Chemotherapy

Chemotherapy utilizza farmaci che colpiscono e uccidono le cellule tumorali. Dopo l’intervento chirurgico, la maggior parte delle donne con cancro ovarico ottiene come chemioterapia di prima linea un trattamento combinato con un farmaco a base di platino e un taxano.

  • I farmaci a base di platino, come il cisplatino (nome commerciale Platinol) e il carboplatino (nome commerciale Paraplatin) hanno l’elemento chimico platino come parte della loro struttura molecolare. Questi farmaci formano complessi di platino altamente reattivi che legano e legano il DNA, una molecola a doppio filamento all’interno del nucleo della cellula che controlla l’attività cellulare. La reticolazione chimica all’interno del DNA impedisce alle cellule tumorali di crescere e li induce a morire.
  • I taxani, includono paclitaxel (nome commerciale Taxol) o docetaxel (nome commerciale Taxotere), sono un tipo di farmaco originariamente estratto dal tasso del Pacifico, ma ora sono sintetizzati chimicamente. I taxani prendono di mira i microtubuli, strutture simili alle autostrade interne all’interno delle cellule. I taxani impediscono ai microtubuli di riorganizzarsi in modo che le cellule tumorali non siano più in grado di dividersi e crescere.

La chemioterapia viene somministrata in cicli, con ciascun periodo di trattamento seguito da un periodo di riposo. Il modo in cui viene consegnata la chemioterapia dipende dallo stadio della malattia e dalla quantità di tumore rimossa:

  • La chemioterapia intraperitoneale viene eseguita attraverso un catetere impiantato chirurgicamente nel peritoneo, o nella cavità addominale, per distruggere il cancro situato nell’addome o nella pelvi. Il catetere all’interno della cavità addominale è collegato a una porta, che il chirurgo situa tra una costola e il muscolo addominale. La porta ha una camera all’esterno della pelle per la consegna di farmaci, che poi entrano nel catetere per lavare gli organi interni. Alcuni dei farmaci si diffondono anche nel flusso sanguigno.
  • La chemioterapia sistemica viene eseguita per via orale o endovenosa, attraverso la vena per distruggere o controllare il cancro in tutto il corpo.

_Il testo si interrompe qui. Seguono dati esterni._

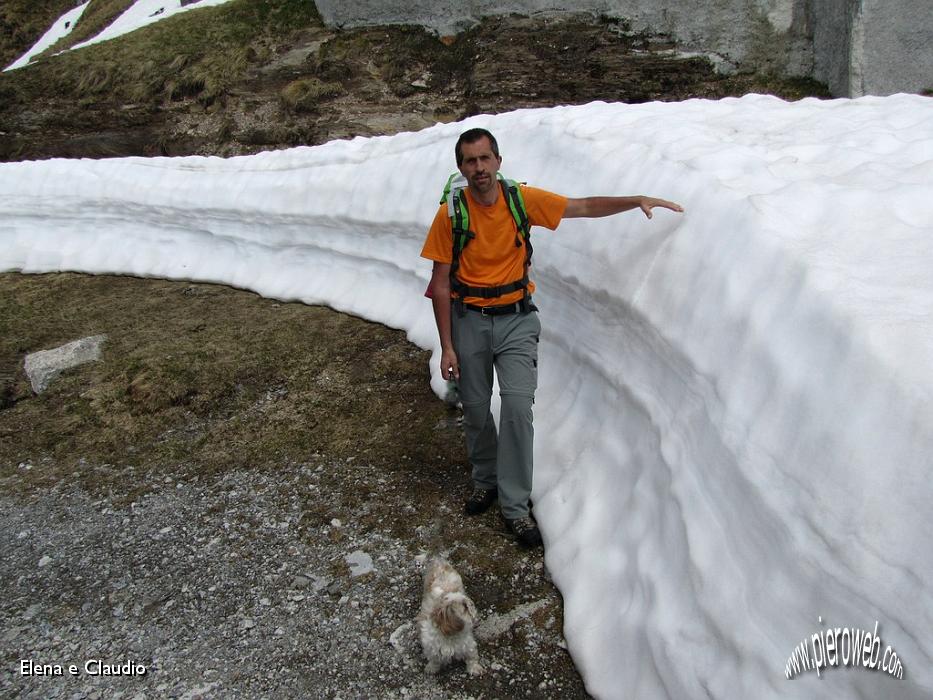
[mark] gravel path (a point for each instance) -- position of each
(242, 588)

Nel gennaio 2006, il National Cancer Institute ha annunciato che ora raccomandava sia la chemioterapia sistemica endovenosa che intraperitoneale per alcune donne con carcinoma ovarico avanzato, in particolare donne con cancro allo stadio III il cui tumore era debulked a meno di un centimetro di dimensione o non aveva alcun segno visibile della malattia. Circa il 60% delle donne con diagnosi di cancro ovarico ha una malattia allo stadio III. L’approccio combinato, con trattamento intraperitoneale dopo terapia farmacologica endovenosa, è più tossico, con più effetti collaterali, ma estende la sopravvivenza globale per le donne con carcinoma ovarico avanzato di circa un anno rispetto alla sola somministrazione endovenosa.

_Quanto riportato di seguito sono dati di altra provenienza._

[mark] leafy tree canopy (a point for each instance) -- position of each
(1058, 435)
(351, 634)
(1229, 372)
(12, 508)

Sebbene molte donne abbiano difficoltà a completare tutti i cicli di chemioterapia con i trattamenti endovenosi e intraperitoneali combinati, tutto ciò che possono sopportare è ancora pensato per essere efficace. I medici ritengono che la terapia intraperitoneale funzioni portando i farmaci tossici in una forma più concentrata più vicino al sito della malattia e sono quindi più efficaci nell’uccidere le cellule tumorali. La terapia endovenosa, essendo più sistemica, mira a uccidere le cellule tumorali ovunque si trovino nel corpo.

Le donne con malattia in stadio precoce e le donne con tumori che non possono essere ridotti a meno di un centimetro di dimensione di solito ricevono chemioterapia endovenosa con un farmaco a base di platino e un taxano.